- Born: 23 March 1982 (age 44) Limerick, Ireland
- Occupation: Television presenter
- Known for: Membership of Six
- Spouse: Liam Cronin
- Website: Emma O'Driscoll TV.com^{[dead link]}

= Emma O'Driscoll =

Irish dancer and musician, and television presenter

Emma Louise O'Driscoll (born 23 March 1982) is a former Irish pop star, turned children's television presenter and reality television personality.

O'Driscoll rose to fame in the 2001–2002 RTÉ One television series Popstars, in which she was selected as a member of the band Six. After the band's swift demise, O'Driscoll replaced Mary Kingston as presenter of the morning show, The Disney Club. Among other countless television appearances since then, she finished runner-up in the RTÉ reality television shows, Charity 252. She has also appeared on a stamp.

==Early life==
O'Driscoll was born in Limerick and raised there alongside her two sisters, Julie and Georgina and her brother, Stephen. She developed an early interest in song and dance. She has received a Blue Peter Badge and has won hip hop and freestyling championship titles in Ireland and Europe. Whilst attending the Presentation Secondary School in Sexton Street, Limerick, she began her initial move to enter Popstars. She spent her spare time in the Dominican Choir and the Bunratty Castle Singers, learning her dance skills at Shape Dancing School and as a member of the Limerick dance troupe, High Voltage. She initially wished to be a primary school teacher before she discovered she had been chosen as a member of Six. Her interest in teaching led to her working as a Special Needs Assistant in Our Lady Queen of Peace National School.

==Career==
===Six membership===
Her first show as a member of Six was at the ChildLine Concert in the Point Theatre, Dublin, where she performed in front of 8000 people. Six released two multi-platinum selling singles, both of which reached #1 in the Irish Singles Chart, and also had a top five album in Ireland. Their first single, "Whole Lot of Loving" is still the fastest-selling single in Irish musical history. Six did an arena tour with Westlife in England, playing a total of sixty-six shows, and two nationwide tours of Ireland.

===Television===
O'Driscoll was one of seven celebrities who took part in the reality series, Charity 252, performed for the People in Need Telethon in May 2004. They were given a radio station to run 14 hours per day, with cameras watching their every move, and their progress was shown each night for a week on RTÉ Network 2. She initially turned down the offer of partaking in the reality television show. The series earned her a radio slot, co-hosting the breakfast show on Live 95FM. During the Christmas period, O'Driscoll played herself in the pantomime Snow White in the University Concert Hall in Limerick.

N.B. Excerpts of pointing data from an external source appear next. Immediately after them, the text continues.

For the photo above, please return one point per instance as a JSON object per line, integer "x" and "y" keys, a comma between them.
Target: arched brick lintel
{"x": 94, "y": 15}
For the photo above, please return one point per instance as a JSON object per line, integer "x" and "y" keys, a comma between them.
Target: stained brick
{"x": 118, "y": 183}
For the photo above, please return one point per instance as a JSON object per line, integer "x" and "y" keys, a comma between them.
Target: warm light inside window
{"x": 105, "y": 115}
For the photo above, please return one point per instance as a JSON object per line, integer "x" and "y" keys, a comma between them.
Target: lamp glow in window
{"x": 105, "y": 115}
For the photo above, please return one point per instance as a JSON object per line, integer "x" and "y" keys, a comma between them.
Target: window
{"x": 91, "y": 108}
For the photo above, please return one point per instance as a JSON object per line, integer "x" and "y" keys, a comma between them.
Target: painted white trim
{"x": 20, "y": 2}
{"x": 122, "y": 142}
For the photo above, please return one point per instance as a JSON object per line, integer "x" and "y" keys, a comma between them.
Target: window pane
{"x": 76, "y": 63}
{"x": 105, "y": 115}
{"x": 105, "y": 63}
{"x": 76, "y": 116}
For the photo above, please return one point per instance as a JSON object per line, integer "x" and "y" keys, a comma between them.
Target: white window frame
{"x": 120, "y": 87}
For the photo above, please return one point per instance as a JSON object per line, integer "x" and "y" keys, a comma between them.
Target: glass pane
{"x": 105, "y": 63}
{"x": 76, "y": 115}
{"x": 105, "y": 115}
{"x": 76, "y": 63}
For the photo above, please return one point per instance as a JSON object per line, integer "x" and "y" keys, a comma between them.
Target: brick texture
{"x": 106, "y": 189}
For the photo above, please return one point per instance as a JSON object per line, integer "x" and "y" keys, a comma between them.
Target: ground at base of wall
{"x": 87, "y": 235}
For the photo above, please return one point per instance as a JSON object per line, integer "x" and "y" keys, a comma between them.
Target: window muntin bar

Her time in children's television has seen her present The Disney Club and Den Tots. She also made guest appearances on The Cafe and Dustin's Daily News.

In 2006, O'Driscoll featured in Celebrity Jigs 'n' Reels.

In 2009, O'Driscoll participated in RTÉ's reality sports show Celebrity Bainisteoir. She bought her team to the semi-finals of the competition.

In 2010, she appeared as a guest judge on The All Ireland Talent Show, with John Creedon for the South's regional auditions round.

===Appearance on a stamp===
Marking RTÉ's 50th anniversary in 2011, O'Driscoll appeared on a postage stamp, part of a set of three that also featured Gay Byrne and Anne Doyle.